Rates are bobbing around, and here's why
The government reported on Friday that the nation's unemployment rate fell to 13.3% in May as the economy added 2.5 million jobs, with states coming out of coronavirus lockdowns and businesses reopening.
Analysts had expected a horrific 19% jobless rate.
The Dow Jones Industrial Average rallied on the news, and the celebration on Wall Street helped to lift mortgage rates. The average for a 30-year fixed-rate mortgage jumped from 3.13% to 3.24% on Friday, according to Mortgage News Daily.
Some observers were quick to speculate that the improvement in the job market might lead the Federal Reserve to lift a key interest rate off its current near-zero level much earlier than expected. The Fed slashed the rate on March 15 to give the economy some pandemic protection.
But several experts say it's much too early to be thinking about the end of ultra-low interest rates, including the lowest mortgage rates in history.
Experts: Lower mortgage rates are likely
Just as the jobs report pushed rates higher, something else could easily come along to yank them back down, says Matthew Graham, chief operating officer of Mortgage News Daily.

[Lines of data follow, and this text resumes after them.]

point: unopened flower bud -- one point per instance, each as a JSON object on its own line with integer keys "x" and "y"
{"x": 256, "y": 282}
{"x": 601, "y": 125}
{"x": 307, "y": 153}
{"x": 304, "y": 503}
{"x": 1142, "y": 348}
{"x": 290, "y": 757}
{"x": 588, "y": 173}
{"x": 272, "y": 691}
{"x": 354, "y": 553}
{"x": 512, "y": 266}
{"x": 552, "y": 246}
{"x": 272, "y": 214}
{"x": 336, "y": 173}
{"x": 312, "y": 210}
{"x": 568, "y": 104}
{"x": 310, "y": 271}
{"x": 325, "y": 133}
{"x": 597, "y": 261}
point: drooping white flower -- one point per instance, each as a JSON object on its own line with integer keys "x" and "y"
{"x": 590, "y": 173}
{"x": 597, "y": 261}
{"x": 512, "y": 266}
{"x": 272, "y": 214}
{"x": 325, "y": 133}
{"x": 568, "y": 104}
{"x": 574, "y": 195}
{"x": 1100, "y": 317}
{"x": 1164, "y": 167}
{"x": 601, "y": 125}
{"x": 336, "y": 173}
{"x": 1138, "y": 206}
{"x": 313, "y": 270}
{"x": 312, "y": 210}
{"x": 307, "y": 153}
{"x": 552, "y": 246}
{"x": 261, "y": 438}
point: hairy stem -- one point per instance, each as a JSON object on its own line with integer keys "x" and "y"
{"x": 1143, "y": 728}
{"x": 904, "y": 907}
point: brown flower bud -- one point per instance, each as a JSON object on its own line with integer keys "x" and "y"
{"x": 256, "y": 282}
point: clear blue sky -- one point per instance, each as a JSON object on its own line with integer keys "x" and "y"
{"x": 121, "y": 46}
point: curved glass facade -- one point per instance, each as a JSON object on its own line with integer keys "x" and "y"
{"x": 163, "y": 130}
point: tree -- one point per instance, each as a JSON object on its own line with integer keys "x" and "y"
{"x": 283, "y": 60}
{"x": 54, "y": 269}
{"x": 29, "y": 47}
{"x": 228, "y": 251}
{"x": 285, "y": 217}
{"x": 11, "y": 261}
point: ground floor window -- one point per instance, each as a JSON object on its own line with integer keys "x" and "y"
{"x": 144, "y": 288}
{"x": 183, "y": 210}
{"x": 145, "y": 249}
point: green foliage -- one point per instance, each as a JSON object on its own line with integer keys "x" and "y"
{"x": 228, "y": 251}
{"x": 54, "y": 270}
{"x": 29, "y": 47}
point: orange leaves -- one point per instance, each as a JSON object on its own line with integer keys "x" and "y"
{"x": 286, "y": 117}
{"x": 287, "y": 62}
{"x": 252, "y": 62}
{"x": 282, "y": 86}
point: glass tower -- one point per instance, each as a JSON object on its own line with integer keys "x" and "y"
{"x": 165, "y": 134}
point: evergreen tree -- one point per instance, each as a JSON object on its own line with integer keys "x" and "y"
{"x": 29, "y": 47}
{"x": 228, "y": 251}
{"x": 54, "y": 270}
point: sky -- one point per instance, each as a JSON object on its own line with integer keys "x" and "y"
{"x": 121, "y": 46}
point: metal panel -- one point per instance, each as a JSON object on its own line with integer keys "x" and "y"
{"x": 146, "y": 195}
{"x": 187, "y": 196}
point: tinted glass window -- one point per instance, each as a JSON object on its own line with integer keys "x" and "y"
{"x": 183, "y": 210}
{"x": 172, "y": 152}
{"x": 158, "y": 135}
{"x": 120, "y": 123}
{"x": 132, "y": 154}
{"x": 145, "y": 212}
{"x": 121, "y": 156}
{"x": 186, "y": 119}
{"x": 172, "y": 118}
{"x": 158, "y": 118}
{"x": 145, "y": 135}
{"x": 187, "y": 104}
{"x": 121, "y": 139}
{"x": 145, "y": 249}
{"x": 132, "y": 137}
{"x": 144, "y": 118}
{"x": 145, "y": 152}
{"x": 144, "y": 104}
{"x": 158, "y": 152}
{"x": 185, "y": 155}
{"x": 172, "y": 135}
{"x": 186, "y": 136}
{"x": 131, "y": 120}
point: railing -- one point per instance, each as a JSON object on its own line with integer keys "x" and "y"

"It was and still is perfectly valid to believe rates have an equal chance of pecking away at new all-time lows versus embarking on a journey back toward much higher levels," Graham writes.
On Monday, his site's daily survey of lenders found 30-year mortgage rates were already declining: to an average 3.19% (from Friday's 3.24%). By Tuesday, the average was just 3.09%.
Don't be surprised if rates continue to fall, says mortgage analyst Rick Sharga, president and CEO of CJ Patrick Co.
"Based on what's going on in the capital markets (especially the yields on U.S. Treasuries, which tend to dictate mortgage rates), there's actually still room for mortgage rates to go down," Sharga says.
Mortgage rates typically move in sync with the interest, or yield, on the 10-year Treasury note. But the rates on home loans still haven't dropped as sharply as the bond yields, says Danielle Hale, chief economist with Realtor.com.
"As the market normalizes, there's room for the gap to close, and we expect it will do this through a combination of rising 10-year yields and falling mortgage rates," Hale says.
Sub-3% rates are still out there
Though surveys show average rates are still a little higher than they were before that stunner of an employment report late last week, you can still find rates that are well below the averages — even well below 3%.
On its website, United Wholesale Mortgage — one of the nation's largest mortgage lenders — continues to advertise its Conquest mortgage, a 30-year fixed-rate loan with a rate that can be as low as 2.5%. The loan is available through brokers, not directly from UWM.
So, if you're buying a home or are refinancing, ignore the day-to-day economic noise that can move mortgage rates around in the short term. When you gather and compare loans from several lenders you're still likely to find a great rate.
"Mortgage rates are still very close to all-time lows in the bigger picture," says Graham, of Mortgage News Daily. "So there's still time to take advantage of this historic opportunity if you haven't already."